Alexander and I:
>>I can't help but notice, Alexander, that your demands are bizarre
>>and completely dyslogical.
>
>Thanks.
Sorry, I'm brutally honest at times. I have to work on being more
facetious or, how do they say?... "diplomatic"?
>Glen, this is not a question of a particular science, [...]
There's your problem. This _IS_ a question of science because we
don't deal with metaphysics on this list. It's about true, false,
and prioritization of probability according to least and most
likely. Nostratic has nothing to do with the spread of agriculture
because it, without a shadow of a doubt, occured before 9000 BCE.
You can't possibly argue this point. The later adoption of
agriculture is just the spread of an innovation, something that
can easily occur after the spread of Nostratic without any logical
problems. I really don't know what you're fighting against, so I
assume that you haven't read enough yet to understand why your
idea doesn't fly.
>1. Nostratic languages pressed out all the languages of hunter-gatherers
>from Europe, North Africa and West+North+South
>Asia (excluding only areas not suitable for farming)
>AND
>Nostratic languages spread from the region where goats+sheep and
>wheat+barley has been domesticated (Near East)
Hmm. First, the exact location of Nostratic is still under
debate and I don't recall there being a secure location provided
as of yet. So, your conviction that Nostratic absolutely came from
the Middle-East is merely convenient for your hypothesizing. In
some parts of the world, they would accuse your ideas of being
"biased". Second, the domestication of these things occured much
LATER than is possible for the date of Nostratic. If you don't
agree, I suspect that you aren't well caught up on the Nostratic
languages and their immense differences. We require an appropriate
amount of time for these differences to occur and for the
respective peoples speaking these languages to have spread into
the regions that they have, as demonstrated by both archaeology and
linguistics. The Nostratic languages certainly didn't just radiate
out from the Middle-East in a simplistic pattern like spokes on a
wheel. There were multiple movements going on over different periods
of time for different reasons.
>1a. There are Non-Nostratic languages (NEC, NWC, Basque, old
>"Mediterranean") on the same areal
>HOWEVER
>The picture of development of farming at Near East shows presence
>at least 2 different traditions (for example PPNA and PPNB)

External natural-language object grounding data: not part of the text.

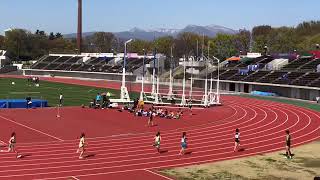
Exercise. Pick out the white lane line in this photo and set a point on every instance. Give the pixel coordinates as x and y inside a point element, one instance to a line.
<point>202,141</point>
<point>117,157</point>
<point>142,134</point>
<point>132,139</point>
<point>134,145</point>
<point>165,161</point>
<point>28,127</point>
<point>74,178</point>
<point>185,164</point>
<point>158,174</point>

And, so what? Again, you're dealing with dates that are too
absurdly recent to account for these languages. Even amongst
this group of NWC, NEC and Basque, there are IMMENSE differences
to be accounted for between these language groups with these short
spans of time that you give them to evolve and spread. It just
sounds too ridiculous to believe.
And lastly, Alexander goes off on a non-Nostratic tangent:
>2. Austric languages (Austroasiatic+Austronesian+Tai) pressed out
>all the languages of hunter-gatherers from SouthEast Asia (excluding only
>areas not suitable for farming)
>AND
>Austric languages spread from the region where dog (for meat)+pig
>and taro+yams and some later rice has been domesticated [...]

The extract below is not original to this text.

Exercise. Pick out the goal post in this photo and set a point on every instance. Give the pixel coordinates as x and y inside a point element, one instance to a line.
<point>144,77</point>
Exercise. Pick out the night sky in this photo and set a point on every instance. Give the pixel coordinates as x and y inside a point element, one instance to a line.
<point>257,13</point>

>- There is no superfamilies which would not be connected with one
>of the centers of neolithisation
>- There is no centers of neolithisation which would not produce a
>superfamily
Perhaps you haven't thought of the possibility that some regions
of the world have always been more plentiful than others and that
with this abundance, there is bound to be many population
explosions and innovations spreading outward from them. All I
can say is that you're confusing the remote past with the recent
past and the results you come up with are outright extraterrestrial
in thinking.
I offer you a message from my statistics professor:
"Correlation does not equal causation."